‘The Magic Shop’ by H.G. Wells


The Magic Shop by H.G. Wells, 1903

The magic trick:

Roping you in with a fun, imaginative magic shop and then keeping you thinking about a father-son relationship

It’s all fun and games in the magic shop. But the story has a darker, more serious edge to it beyond simple imagination and fantasy. Note the father’s pride in leading his son around by the finger. Note the father’s jealousy when he sees his son cling to the magic shop proprietor’s finger instead. Note the father’s dramatic, emotional response when he is able to whisk his son away from the magic shop in the taxi.

This isn’t merely a fun genre story about a kooky magic shop. It’s a study of a father’s anxiety about his son growing up and finding joy – and wisdom – in something that isn’t him. And that’s quite a trick on Wells’s part.

The selection:

“Anything amusing?” said I.

“Um!” said the shopman, and scratched his head for a moment as if thinking. Then, quite distinctly, he drew from his head a glass ball. “Something in this way?” he said, and held it out.

The action was unexpected. I had seen the trick done at entertainments endless times before–it’s part of the common stock of conjurers– but I had not expected it here.

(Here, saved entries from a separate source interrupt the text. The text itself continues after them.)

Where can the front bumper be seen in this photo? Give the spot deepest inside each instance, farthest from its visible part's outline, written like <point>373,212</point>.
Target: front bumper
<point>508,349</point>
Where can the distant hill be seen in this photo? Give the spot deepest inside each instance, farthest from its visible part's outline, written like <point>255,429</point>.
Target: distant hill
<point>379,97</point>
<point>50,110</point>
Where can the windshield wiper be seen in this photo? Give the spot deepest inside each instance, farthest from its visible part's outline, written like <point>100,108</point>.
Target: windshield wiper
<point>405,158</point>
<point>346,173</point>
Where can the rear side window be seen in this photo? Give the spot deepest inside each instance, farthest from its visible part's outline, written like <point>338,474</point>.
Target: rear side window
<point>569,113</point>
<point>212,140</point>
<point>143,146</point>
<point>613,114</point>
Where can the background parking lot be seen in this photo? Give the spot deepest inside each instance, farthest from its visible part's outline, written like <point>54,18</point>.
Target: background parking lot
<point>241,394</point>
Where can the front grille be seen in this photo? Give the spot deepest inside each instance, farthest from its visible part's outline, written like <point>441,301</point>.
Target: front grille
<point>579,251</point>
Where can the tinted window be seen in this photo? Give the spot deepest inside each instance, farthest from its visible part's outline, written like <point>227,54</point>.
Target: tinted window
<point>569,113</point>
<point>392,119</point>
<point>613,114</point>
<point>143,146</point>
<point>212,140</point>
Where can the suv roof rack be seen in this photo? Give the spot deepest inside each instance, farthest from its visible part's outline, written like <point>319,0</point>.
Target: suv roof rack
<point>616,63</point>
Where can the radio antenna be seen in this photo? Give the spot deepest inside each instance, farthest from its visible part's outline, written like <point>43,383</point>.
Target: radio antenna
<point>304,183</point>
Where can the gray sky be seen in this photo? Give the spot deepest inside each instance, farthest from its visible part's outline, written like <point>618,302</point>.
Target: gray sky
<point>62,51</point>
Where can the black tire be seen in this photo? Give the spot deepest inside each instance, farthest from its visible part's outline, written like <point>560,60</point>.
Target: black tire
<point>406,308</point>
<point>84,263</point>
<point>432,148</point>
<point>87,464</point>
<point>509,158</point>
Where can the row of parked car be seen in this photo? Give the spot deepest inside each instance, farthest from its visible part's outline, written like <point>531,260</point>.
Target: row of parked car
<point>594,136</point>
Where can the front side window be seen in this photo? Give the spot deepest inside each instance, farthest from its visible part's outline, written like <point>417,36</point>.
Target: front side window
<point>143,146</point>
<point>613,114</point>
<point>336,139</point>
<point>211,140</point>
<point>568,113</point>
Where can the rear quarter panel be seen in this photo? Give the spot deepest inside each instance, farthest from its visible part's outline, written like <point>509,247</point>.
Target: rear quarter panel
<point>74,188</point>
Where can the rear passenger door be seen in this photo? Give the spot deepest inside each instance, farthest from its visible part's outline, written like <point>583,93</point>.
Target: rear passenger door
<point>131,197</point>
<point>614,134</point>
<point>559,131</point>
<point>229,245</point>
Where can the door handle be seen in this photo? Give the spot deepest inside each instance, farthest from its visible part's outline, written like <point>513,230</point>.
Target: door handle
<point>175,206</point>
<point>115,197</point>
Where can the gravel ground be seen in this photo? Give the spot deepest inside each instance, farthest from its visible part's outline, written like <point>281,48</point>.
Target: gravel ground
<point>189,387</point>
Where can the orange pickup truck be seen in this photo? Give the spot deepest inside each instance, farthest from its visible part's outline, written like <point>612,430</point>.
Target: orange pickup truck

“That’s good,” I said, with a laugh.

“Isn’t it?” said the shopman.

Gip stretched out his disengaged hand to take this object and found merely a blank palm.

“It’s in your pocket,” said the shopman, and there it was!

“How much will that be?” I asked.

“We make no charge for glass balls,” said the shopman politely. “We get them,”–he picked one out of his elbow as he spoke–“free.” He produced another from the back of his neck, and laid it beside its predecessor on the counter. Gip regarded his glass ball sagely, then directed a look of inquiry at the two on the counter, and finally brought his round-eyed scrutiny to the shopman, who smiled.

“You may have those too,” said the shopman, “and, if you don’t mind, one from my mouth. So!”